Carpi sui giornali. I revisori comunali bocciano una scelta industriale di Aimag. Una stage con la Pm. Soranna e Medici replicano

Grande sospiro di sollievo, per il Sindaco di Carpi: il collegio dei revisori del Comune (ma pare anche quelli del Comune di Mirandola) hanno decretato che la partecipazione di Aimag alla gara per acquisire il ramo Unieco Holding Ambiente al fallimento Unieco comporterebbe un rischio patrimoniale, non sarebbe in linea con le finalità della multiutility e finirebbe per portare Aimag ad agire in territori e ambiti che esulano da quelli dei comuni soci. La notizia è riportata oggi in apertura dalla Gazzetta che riassume le motivazioni di una bocciatura che scoraggia – ma probabilmente non ve n'era bisogno – il Sindaco dall'assecondare una scelta maturata in Aimag in una logica tutta industriale. E ora si continuerà ad auspicare una “crescita di Aimag”, come sempre a parole, mentre il CdA viene invitato a trovare un'alternativa “...che non faccia incappare nei rischi paventati”. Da lui e dai contabili, ovviamente.

 

 

Il Carlino dedica l'articolo principale a una studentessa del quinto anno del Meucci che l'alternanza scuola lavoro l'ha vissuta affiancando gli agenti della Polizia municipale. Il racconto della sua esperienza, sull'incidentistica stradale ma anche con il nucleo anti degrado, lascia trasparire l'immensa mole di adempimenti amministrativi legati a ogni accadimento, si tratti di un incidente stradale o di un furto di bicicletta.
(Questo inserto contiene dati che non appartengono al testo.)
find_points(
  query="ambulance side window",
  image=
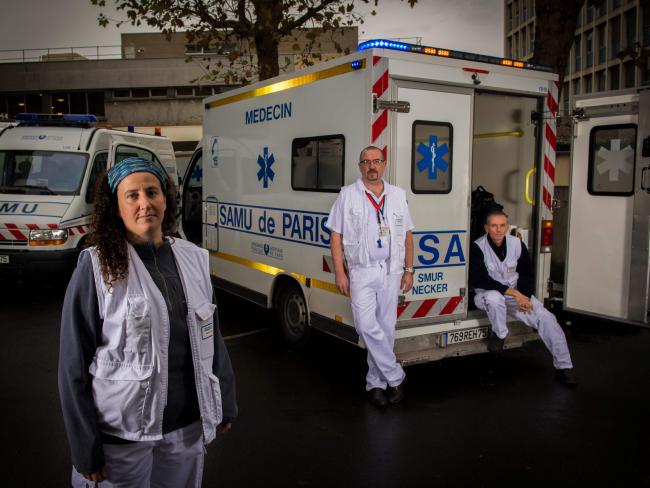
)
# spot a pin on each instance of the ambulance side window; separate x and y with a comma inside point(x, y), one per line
point(431, 157)
point(612, 155)
point(99, 167)
point(317, 163)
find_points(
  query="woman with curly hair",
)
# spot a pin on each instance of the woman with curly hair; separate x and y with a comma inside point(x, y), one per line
point(145, 379)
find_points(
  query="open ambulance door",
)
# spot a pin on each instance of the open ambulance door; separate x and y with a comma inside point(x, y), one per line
point(640, 259)
point(432, 164)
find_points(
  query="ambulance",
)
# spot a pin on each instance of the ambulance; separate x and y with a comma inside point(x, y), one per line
point(275, 155)
point(606, 272)
point(49, 165)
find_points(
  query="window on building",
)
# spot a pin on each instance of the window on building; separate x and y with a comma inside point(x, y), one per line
point(615, 37)
point(628, 74)
point(317, 163)
point(140, 92)
point(509, 18)
point(612, 152)
point(96, 104)
point(587, 85)
point(614, 82)
point(601, 41)
point(646, 25)
point(34, 103)
point(630, 28)
point(431, 157)
point(185, 91)
point(600, 81)
point(158, 92)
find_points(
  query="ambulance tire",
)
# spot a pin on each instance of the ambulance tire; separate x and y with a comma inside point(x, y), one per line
point(292, 315)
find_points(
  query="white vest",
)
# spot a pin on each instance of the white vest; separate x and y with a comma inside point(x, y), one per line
point(357, 216)
point(130, 366)
point(505, 272)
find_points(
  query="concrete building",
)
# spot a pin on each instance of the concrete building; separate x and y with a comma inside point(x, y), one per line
point(604, 29)
point(147, 81)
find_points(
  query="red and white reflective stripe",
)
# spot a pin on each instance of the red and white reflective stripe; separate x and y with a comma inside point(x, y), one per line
point(550, 147)
point(379, 121)
point(429, 308)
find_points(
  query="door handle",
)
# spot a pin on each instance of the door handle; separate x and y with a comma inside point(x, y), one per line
point(529, 199)
point(643, 185)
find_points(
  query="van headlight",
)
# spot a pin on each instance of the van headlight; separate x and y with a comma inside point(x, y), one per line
point(47, 237)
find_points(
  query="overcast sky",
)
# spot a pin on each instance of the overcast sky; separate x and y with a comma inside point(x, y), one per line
point(466, 25)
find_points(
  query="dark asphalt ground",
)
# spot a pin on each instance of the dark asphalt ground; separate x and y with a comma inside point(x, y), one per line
point(475, 421)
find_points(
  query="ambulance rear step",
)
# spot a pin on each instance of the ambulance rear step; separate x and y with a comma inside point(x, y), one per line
point(423, 349)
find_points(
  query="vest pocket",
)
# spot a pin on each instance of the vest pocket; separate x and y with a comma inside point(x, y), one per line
point(120, 391)
point(215, 387)
point(138, 324)
point(205, 323)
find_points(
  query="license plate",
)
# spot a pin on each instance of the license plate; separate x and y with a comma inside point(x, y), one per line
point(465, 335)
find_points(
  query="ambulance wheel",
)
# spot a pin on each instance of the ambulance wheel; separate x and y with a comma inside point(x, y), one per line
point(292, 315)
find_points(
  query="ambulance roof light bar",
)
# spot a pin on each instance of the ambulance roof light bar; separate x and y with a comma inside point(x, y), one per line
point(448, 53)
point(62, 120)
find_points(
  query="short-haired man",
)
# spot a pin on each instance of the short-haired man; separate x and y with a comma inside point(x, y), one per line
point(372, 251)
point(501, 273)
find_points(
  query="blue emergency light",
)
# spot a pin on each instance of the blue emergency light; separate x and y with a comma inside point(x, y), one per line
point(448, 53)
point(68, 120)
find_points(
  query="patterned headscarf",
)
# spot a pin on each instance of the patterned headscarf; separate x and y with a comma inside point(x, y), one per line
point(135, 165)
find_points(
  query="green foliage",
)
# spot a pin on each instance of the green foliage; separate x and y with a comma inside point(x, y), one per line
point(245, 34)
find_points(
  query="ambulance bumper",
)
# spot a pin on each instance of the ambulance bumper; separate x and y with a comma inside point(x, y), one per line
point(49, 265)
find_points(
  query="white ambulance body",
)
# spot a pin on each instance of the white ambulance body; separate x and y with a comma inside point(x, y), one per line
point(275, 155)
point(48, 169)
point(606, 272)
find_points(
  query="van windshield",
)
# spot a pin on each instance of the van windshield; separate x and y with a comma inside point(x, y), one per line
point(41, 172)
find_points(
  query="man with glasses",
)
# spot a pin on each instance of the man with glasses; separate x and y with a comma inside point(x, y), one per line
point(372, 251)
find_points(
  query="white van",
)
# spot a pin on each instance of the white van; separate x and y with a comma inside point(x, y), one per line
point(48, 168)
point(275, 154)
point(607, 265)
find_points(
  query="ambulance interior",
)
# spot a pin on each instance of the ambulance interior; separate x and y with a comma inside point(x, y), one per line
point(504, 157)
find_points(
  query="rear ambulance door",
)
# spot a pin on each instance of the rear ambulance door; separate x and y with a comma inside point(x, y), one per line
point(432, 163)
point(597, 276)
point(640, 260)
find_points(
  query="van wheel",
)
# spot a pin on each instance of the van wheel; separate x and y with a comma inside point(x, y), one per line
point(292, 315)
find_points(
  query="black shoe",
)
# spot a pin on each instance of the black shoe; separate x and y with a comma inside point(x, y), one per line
point(566, 377)
point(396, 393)
point(377, 397)
point(495, 344)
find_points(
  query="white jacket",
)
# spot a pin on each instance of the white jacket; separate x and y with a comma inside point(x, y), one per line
point(130, 369)
point(357, 215)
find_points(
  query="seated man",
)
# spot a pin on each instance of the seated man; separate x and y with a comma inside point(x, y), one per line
point(501, 273)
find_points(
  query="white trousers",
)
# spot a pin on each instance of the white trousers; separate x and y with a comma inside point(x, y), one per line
point(175, 461)
point(498, 306)
point(374, 307)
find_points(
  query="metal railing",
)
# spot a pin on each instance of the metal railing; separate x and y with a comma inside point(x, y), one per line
point(74, 53)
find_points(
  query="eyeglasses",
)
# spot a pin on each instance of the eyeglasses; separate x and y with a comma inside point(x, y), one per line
point(376, 162)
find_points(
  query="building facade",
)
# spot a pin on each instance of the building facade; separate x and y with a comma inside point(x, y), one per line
point(605, 29)
point(147, 81)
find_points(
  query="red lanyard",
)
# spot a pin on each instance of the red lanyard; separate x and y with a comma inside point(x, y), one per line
point(379, 206)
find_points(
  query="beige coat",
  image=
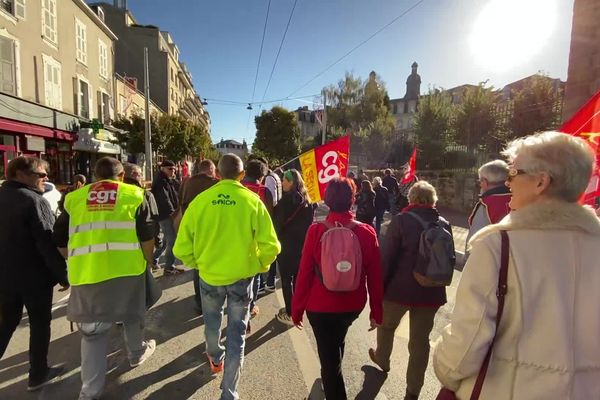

Se n'è accorta anche una giovane studentessa in tre settimane di lavoro che il disbrigo della burocrazia finisce per assorbire molte energie del Corpo che, stando ad alcune indiscrezioni, potrebbe avere nell'attuale commissario Davide Golfieri il futuro Comandante.

 

 

I due quotidiani si spartiscono oggi le repliche di due dei rinviati a giudizio per il caso di presunta calunnia ai danni del Sindaco di Carpi. Il Carlino dà il rilevo principale alle ragioni di Stefano Soranna e la Gazzetta a quelle di Monica Medici. Il primo ribadisce di aver consegnato a un consigliere regionale non un dossier, ma il testo di una interrogazione definita “di critica politica” e comunque mai approdata all'Assemblea regionale. La seconda sottolinea la propria estraneità al testo di quell'interrogazione, altrimenti definito “dossier” e di esser stata denunciata solo per aver usato l'aggettivo “interessante” in un post: cosa da lei ritenuta, al contrario del Sindaco, estranea a ogni intento diffamatorio.